Mary Ellen Doyle, S.C.N.

In an interview, Ralph Ellison stated that a man must both find and create his identity, starting with those given elements he did not pick: "His problem is to recognize himself through recognizing where he comes from, recognizing his parents and his inherited values. . . . The way to create a false identity is to think that you can ignore what went before." 1 Though these words refer to Ellison's Invisible Man, they could easily be applied to most of the protagonists of his short stories. Excluding from consideration only a very few stories and the excerpts of the unpublished novels and Invisible Man, 2 one can generalize that the typical protagonist of an Ellison short story is a boy or a young man who is alienated in some degree from himself, his own race, and white-controlled society; he either does not really know or cannot accept who he is. Hope of reconciliation and self-identification exists, if at all, in his first establishing or restoring a sense of cohesion with his own race through some symbolic folk member or custom.

The boy protagonists reveal present confusion and the seeds of future alienation in a lack of adequate racial awareness and pride, in rejection of some Negro person or cultural practice, and in compulsion to follow the way of whites. Alienation has blossomed in the adults, but all except one achieves at least a partial reconciliation.

Ellison has a favorite boy figure, Riley, who, with his friend Buster confronts life in three stories. In all three Riley is somehow confused by the values and demands of whites and adult blacks and is powerless to decide his own values and direct his own free action. In "Mr. Toussan"3 he and Buster are situated between old white man Rogan, who refuses them the fruits of his cherry tree, and Riley's mother who commands them to please the whites by playing quietly out back. The boys can adjust without damaged egos because they have identified in vigorous and noisy drama with a "good clean mean" (102) black hero, Toussaint l'Ouverture, conqueror of Napoleon and his "peckerwood soldiers" (99). Neither boy is developed in this brief sketch, but Riley is more sensitive to the ambiguities of their situation and more dampened by their final need to submit than is Buster, who hopes for the practical victory of stealing the cherries.

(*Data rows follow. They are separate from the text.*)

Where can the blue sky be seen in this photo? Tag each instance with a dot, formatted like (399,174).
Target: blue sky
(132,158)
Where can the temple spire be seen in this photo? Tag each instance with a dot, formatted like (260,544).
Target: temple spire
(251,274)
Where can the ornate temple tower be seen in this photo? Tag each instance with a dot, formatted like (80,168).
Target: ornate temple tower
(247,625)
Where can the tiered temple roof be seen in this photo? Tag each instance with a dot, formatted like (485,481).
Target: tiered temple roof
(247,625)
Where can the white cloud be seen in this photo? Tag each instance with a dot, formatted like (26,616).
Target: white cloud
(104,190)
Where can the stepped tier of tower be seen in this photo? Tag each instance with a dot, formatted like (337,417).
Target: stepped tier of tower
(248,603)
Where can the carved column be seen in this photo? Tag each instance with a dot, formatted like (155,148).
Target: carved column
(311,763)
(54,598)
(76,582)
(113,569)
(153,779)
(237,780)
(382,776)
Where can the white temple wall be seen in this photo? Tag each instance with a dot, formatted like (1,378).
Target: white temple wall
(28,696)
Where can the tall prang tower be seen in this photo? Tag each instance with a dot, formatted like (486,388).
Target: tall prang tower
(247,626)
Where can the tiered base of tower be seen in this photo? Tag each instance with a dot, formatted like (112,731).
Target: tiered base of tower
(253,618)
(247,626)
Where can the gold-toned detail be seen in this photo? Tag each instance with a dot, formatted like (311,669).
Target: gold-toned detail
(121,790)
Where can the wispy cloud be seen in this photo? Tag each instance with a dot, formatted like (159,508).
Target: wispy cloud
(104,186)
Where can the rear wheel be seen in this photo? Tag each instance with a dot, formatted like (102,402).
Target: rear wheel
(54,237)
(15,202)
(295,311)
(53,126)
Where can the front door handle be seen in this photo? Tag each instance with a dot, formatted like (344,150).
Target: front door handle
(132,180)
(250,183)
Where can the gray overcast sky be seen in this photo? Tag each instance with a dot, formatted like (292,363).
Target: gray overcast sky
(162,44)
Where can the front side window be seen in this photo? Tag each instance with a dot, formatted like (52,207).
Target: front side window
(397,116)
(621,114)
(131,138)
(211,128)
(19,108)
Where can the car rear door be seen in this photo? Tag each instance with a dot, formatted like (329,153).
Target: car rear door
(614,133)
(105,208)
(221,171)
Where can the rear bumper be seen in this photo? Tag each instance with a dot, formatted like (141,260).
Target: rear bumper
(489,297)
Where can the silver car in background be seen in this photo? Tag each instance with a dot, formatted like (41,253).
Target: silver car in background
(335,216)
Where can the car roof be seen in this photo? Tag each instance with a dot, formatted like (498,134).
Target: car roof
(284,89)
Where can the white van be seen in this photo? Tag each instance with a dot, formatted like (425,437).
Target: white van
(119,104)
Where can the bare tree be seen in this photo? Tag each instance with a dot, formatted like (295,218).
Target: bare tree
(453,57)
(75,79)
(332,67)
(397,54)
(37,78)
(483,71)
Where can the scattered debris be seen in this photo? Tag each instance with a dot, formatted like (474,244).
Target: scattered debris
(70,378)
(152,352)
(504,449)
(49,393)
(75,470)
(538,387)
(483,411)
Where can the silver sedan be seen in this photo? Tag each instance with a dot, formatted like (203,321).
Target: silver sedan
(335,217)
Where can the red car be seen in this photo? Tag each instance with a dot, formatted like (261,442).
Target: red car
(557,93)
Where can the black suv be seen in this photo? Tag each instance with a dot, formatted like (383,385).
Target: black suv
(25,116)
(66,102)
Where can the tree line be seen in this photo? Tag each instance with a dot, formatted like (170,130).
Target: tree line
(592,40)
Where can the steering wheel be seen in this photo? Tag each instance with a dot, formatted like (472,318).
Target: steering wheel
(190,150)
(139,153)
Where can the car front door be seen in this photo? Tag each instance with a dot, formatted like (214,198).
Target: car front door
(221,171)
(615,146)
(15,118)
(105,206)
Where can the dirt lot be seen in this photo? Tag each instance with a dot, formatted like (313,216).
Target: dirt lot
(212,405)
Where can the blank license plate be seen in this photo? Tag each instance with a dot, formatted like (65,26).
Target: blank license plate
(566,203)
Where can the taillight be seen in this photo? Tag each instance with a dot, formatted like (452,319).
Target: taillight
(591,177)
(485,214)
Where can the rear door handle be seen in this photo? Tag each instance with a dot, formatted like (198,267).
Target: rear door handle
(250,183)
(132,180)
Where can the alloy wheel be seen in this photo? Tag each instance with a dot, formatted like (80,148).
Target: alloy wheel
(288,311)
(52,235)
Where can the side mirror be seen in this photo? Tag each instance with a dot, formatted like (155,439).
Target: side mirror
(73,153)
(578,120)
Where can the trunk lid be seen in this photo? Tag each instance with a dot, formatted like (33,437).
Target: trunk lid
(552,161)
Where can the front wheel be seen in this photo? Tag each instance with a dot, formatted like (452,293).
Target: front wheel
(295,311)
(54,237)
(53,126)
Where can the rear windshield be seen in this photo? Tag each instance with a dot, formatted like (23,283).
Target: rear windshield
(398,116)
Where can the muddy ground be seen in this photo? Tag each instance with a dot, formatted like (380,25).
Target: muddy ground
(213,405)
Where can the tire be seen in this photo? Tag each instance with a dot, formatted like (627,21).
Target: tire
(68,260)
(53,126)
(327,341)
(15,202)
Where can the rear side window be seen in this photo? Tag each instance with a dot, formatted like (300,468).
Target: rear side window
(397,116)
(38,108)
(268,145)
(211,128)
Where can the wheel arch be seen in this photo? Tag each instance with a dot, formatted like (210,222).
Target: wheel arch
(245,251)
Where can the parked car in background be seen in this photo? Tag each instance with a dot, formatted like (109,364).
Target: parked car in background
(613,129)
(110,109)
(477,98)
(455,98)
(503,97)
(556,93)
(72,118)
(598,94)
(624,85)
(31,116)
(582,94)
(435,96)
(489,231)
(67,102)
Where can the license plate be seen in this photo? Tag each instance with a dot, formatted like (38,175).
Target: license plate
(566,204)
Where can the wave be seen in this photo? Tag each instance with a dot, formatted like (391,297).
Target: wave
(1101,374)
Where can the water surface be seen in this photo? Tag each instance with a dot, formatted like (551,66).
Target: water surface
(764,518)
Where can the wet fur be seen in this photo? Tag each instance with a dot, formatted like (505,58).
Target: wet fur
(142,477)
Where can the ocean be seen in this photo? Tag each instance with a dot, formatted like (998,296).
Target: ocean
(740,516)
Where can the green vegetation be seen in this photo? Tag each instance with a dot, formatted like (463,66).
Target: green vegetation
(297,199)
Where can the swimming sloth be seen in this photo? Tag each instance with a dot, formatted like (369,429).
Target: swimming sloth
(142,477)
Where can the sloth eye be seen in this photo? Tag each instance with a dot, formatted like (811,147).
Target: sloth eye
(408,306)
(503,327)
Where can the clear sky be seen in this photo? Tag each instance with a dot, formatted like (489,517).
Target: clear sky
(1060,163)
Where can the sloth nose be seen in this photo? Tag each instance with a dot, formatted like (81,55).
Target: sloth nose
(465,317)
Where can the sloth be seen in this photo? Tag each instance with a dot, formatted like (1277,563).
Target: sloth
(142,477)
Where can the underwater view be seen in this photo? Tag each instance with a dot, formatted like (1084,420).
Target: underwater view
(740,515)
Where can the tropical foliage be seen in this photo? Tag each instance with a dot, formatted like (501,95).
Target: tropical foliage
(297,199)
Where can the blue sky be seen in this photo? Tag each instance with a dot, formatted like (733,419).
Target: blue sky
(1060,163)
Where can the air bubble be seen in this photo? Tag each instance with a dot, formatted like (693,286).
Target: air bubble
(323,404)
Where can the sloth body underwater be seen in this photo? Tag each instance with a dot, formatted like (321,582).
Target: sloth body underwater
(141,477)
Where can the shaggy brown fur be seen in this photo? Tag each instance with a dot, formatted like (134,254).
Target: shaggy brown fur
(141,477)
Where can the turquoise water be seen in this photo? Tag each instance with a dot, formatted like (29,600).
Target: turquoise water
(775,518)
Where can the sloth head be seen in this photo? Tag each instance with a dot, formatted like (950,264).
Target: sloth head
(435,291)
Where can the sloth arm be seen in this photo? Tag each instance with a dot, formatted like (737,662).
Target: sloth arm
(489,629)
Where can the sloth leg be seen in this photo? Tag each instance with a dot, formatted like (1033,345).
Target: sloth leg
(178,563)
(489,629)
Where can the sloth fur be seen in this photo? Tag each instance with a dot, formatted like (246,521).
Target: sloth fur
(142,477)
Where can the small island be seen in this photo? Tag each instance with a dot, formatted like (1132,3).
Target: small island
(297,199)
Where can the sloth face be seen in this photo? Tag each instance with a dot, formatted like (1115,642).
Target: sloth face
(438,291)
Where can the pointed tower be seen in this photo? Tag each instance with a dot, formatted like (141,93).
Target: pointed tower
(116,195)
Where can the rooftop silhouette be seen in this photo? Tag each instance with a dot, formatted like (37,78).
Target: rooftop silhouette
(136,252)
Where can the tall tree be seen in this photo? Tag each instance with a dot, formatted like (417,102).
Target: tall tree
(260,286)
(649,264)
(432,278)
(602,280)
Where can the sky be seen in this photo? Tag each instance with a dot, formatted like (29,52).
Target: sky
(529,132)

"A Coupla Scalped Indians"4 is essentially an initiation-to-manhood story, but the recently circumcised Riley is also floundering among identities as respectable white Boy Scout, "real stud Indian" living in the woods (226) and emerging black man repeatedly called by the music of carnival horns, which seems to be joyously playing the dozens. His tension is heightened, then resolved, through a confrontation with Aunt Mackie, the local conjure woman, young of body and old of face, spell caster and church member, who functions symbolically as the total black folk woman, embracing all ages and cultures and values in the black community, rejected by it yet its respected and feared central figure.